Bonn — In a Perils of Pauline rescue, the United States and the European Community have avoided a trade war over steel.
Within hours of the US deadline of 5 p.m. Oct. 21, the US and the Community agreed on a ''voluntary'' quota on European steel products exported to the US. They are to be reduced from the present 6.4 percent of the US market to 5.75 percent until the end of 1985.
Urgent diplomatic efforts in Brussels and Washington thus resuscitated a provisional US-European agreement after last-minute West German conditions threatened to unravel the agreement - and opened the specter of a trade war that might have rivaled the 1930s.
The last-minute West German reservations sprang from a failure in staff work in a very new conservative government of Chancellor Helmut Kohl that somehow left Bonn with the impression that it had until Oct. 28 to settle the dispute.
It was only when the British routinely asked Dr. Kohl about the German position on steel at the maiden British-German summit on Oct. 19 that the Germans woke up to the Oct. 21 deadline. They hastily put the item on the agenda of the government's first full Cabinet meeting of Oct. 20.
The upshot of the Cabinet meeting was three conditions that, in effect, invalidated the already negotiated agreement.
If a transatlantic steel war had broken out, the prospect was great for European protectionary retaliation against American chemical imports. This in turn would have embittered relations and prejudiced resolution of the two other major US-European trade disputes: European protectionism against food imports from the US, and Western European financing of the Siberian gas pipeline.
In assessing the grave risks a few hours before the US-European steel agreement was finally nailed down, a senior Western European ambassador here warned: ''If by this time next week we find ourselves in a situation where British, French, Belgian, and Italian steel to all intents and purposes is kept out of the US, there will be a tremendous reaction.

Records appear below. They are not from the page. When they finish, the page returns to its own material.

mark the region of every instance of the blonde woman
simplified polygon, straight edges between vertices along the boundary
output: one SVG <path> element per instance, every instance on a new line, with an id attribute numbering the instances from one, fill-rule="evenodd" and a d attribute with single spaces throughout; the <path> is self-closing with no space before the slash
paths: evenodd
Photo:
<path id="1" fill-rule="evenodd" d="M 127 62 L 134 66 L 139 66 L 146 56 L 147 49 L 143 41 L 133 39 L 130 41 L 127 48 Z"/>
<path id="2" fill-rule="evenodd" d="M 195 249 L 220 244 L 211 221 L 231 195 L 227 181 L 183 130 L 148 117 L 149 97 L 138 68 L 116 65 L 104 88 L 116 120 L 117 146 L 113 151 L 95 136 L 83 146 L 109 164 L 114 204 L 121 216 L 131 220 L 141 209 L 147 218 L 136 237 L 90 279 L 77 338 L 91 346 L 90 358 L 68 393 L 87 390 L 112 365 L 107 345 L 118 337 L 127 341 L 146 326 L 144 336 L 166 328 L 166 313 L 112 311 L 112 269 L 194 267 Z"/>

It also would be seen as a failure of the EC. And that's bad from any point of view.''
On the most superficial level, West Germany would not have suffered from the American countervailing duties on subsidized steel imports that would have been imposed had there been no European steel quotas.
The US International Trade Commission disallowed two complaints against West German producers - because of the virtual absence of West German government subsidies - while endorsing the 14 complaints against other, subsidized European producers filed by American steel companies.

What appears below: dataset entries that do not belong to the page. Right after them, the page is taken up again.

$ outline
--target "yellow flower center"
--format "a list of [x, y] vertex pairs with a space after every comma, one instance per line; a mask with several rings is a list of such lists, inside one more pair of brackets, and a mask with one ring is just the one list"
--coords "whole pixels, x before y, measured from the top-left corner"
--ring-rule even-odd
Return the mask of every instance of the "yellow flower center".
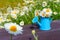
[[49, 9], [47, 9], [47, 10], [46, 10], [46, 12], [50, 12], [50, 10], [49, 10]]
[[16, 32], [16, 31], [17, 31], [16, 26], [11, 26], [11, 27], [10, 27], [10, 31], [12, 31], [12, 32]]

This distinction arose from West Germany's past efficiency in modernizing its steel industry toward specialty, high value-added products as cheap-labor developing countries began to flood the world with basic steel that sold for much cheaper prices than any advanced industrialized nation could match. Other European countries - and the US - were not so farsighted, and are now paying the price in uncompetitive steel mills and steel unemployment. Bonn can thus now afford to call for more play of free-market forces in steel, and a classical application of comparative advantage, free trade, and cheaper consumer prices.
This distinction was also behind Bonn's last-minute insistence on conditions to the European steel quotas. West Germany does not see why it should pay for others' sins. It would like to maintain its own earned share in the US market, whatever the total European quota.

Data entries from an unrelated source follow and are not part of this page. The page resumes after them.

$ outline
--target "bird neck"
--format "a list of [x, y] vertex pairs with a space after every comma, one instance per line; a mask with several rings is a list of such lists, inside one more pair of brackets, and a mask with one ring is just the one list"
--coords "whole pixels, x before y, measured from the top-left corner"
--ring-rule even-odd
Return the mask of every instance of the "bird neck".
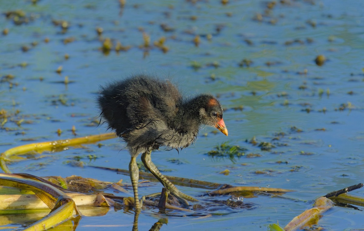
[[190, 129], [198, 131], [202, 124], [200, 110], [203, 108], [206, 101], [203, 95], [197, 96], [184, 102], [178, 110], [177, 117], [179, 120], [183, 122], [185, 126], [190, 125]]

Specifically, its three conditions were: (1) that Eurofer (the coordinating organization for EC steel) rather than EC governments distribute the US import quotas among European producers; (2) that the EC Council approve the Eurofer distribution; and (3) that - in the trickiest demand - the US acknowledge that any agreement was a temporary one subject to EC revision.
Less superficially - despite its exemption from immediate steel penalties in the US - West Germany would in fact be one of the most severely hit victims of any trade war.
West Germany's championing of free trade reflects the clear national interest of a resources-poor country that exports almost a quarter of its GNP. It depends on open world markets - and on the continued health of the EC - for its economic survival.
Resolution of the US-European dispute over the Siberian gas pipeline will not be directly eased by the avoidance of protectionism in steel.